Un jeune journaliste qui débute dans le métier s’attend à couvrir des événements en tout genre. Mais certainement pas à assister à la résurrection d’une personne. Voilà pourtant l’expérience que j’ai eu l’impression de vivre en suivant les efforts du Magogois Sébastien Jacques pour recouvrer la santé et se reconstruire après la maladie.

Début vingtaine, Sébastien Jacques avait tout pour réussir. Il était beau, intelligent, talentueux. Il poursuivait des études à Virginia Tech et portait les couleurs de l’équipe de tennis de cette université américaine. Des problèmes de santé inattendus allaient cependant démolir ses rêves d’athlète.

La première fois que j’ai rencontré cet ancien champion canadien junior de tennis, il m’attendait au sous-sol de la résidence de Ronald Maheu, un homme bien connu à Magog qui avait décidé de le prendre sous son aile en compagnie de l’ex-député Robert Benoit.

Sébastien Jacques était amaigri et ne pouvait plus accomplir la moindre tâche physique pendant plus de 10 ou 15 minutes consécutives sans qu’une intense fatigue le gagne chaque fois. Il souhaitait vivement retrouver une vie normale et désirait donc amasser de l’argent pour une délicate intervention chirurgicale au cerveau.

À l’époque, l’histoire du Magogois d’origine était inconnue du grand public. Seuls deux médias, dont La Tribune, avaient été contactés par Ronald Maheu et Robert Benoit pour le lancement de la campagne de financement.

Une fois dévoilée au grand jour, l’histoire avait énormément circulé et plusieurs autres médias s’étaient penchés sur le cas de Sébastien Jacques, à qui les médecins québécois étaient incapables de proposer un traitement qui aurait pu le guérir de manière définitive. Les résultats de la campagne de financement avaient finalement été supérieurs aux attentes, plus de 80 000 $ avaient été recueillis.

La chirurgie

J’avais eu la chance de discuter avec Sébastien Jacques dans les jours précédant sa chirurgie. Il connaissait les risques d’une opération au cerveau, mais se montrait confiant.

Propriétaires d’une clinique en Californie, les deux médecins qui l’ont opéré lui inspiraient confiance, car ils avaient déjà plusieurs fois pratiqué des chirurgies au cerveau pour retirer des 

masses indésirables.

En apparence risqué, son pari s’avéra payant. L’ancien tennisman reprit en effet la forme avec une grande vitesse. J’étais là à nouveau quand il avait rencontré la presse, quelques mois après son opération, pour expliquer qu’il allait mieux. Ses parents et sa sœur étaient à ses côtés, leur joie d’avoir retrouvé un Sébastien en santé était palpable.

L’Australie et les États-Unis

Heureux d’avoir retrouvé la santé, le Magogois s’était exilé pendant un an en Australie pour enseigner le tennis à de jeunes talents.

Son mandat complété, Sébastien Jacques avait annoncé son projet un peu fou de traverser les États-Unis à pied, d’est en ouest, pour envoyer un message d’espoir aux gens vivant des épreuves en apparence insurmontables.

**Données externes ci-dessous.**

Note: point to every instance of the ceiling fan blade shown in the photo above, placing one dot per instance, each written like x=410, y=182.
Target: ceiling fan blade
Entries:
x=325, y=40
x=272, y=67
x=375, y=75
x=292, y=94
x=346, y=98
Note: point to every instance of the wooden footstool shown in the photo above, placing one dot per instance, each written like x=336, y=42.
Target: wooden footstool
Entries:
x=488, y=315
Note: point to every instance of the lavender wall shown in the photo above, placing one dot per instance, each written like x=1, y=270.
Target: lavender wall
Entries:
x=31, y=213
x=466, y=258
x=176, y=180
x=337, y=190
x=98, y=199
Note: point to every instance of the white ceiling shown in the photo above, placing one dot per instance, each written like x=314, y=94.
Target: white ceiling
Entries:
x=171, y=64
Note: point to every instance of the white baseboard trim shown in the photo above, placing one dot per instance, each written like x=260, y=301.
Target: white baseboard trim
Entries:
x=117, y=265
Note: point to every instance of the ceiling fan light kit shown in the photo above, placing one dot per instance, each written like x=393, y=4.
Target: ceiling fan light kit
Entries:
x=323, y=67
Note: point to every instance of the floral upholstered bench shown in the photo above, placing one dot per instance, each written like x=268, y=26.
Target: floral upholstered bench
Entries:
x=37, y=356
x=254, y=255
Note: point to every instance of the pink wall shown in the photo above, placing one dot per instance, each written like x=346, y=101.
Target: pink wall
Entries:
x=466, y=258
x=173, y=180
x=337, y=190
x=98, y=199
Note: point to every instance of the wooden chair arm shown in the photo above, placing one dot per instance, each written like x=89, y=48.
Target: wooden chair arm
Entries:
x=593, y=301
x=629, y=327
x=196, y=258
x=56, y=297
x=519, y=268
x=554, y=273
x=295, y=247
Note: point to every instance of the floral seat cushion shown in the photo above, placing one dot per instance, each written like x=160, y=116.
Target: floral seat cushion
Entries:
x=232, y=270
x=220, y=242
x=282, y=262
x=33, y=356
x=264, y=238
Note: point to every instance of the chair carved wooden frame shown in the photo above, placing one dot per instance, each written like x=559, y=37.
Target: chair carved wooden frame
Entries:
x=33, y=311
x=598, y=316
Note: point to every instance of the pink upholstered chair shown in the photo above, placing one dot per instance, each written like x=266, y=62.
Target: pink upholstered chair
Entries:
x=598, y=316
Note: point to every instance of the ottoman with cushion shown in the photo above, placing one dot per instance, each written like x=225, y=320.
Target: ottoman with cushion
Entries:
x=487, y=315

Cette expérience avait été intense et enrichissante. N’empêche, Sébastien m’avait admis, à son retour au Québec, qu’il en avait réellement bavé par moments pendant ce périple de plus de 5000 kilomètres. Mais fidèle à lui-même, il s’était à nouveau battu de toutes ses forces, car abandonner, ce n’est vraiment pas son truc!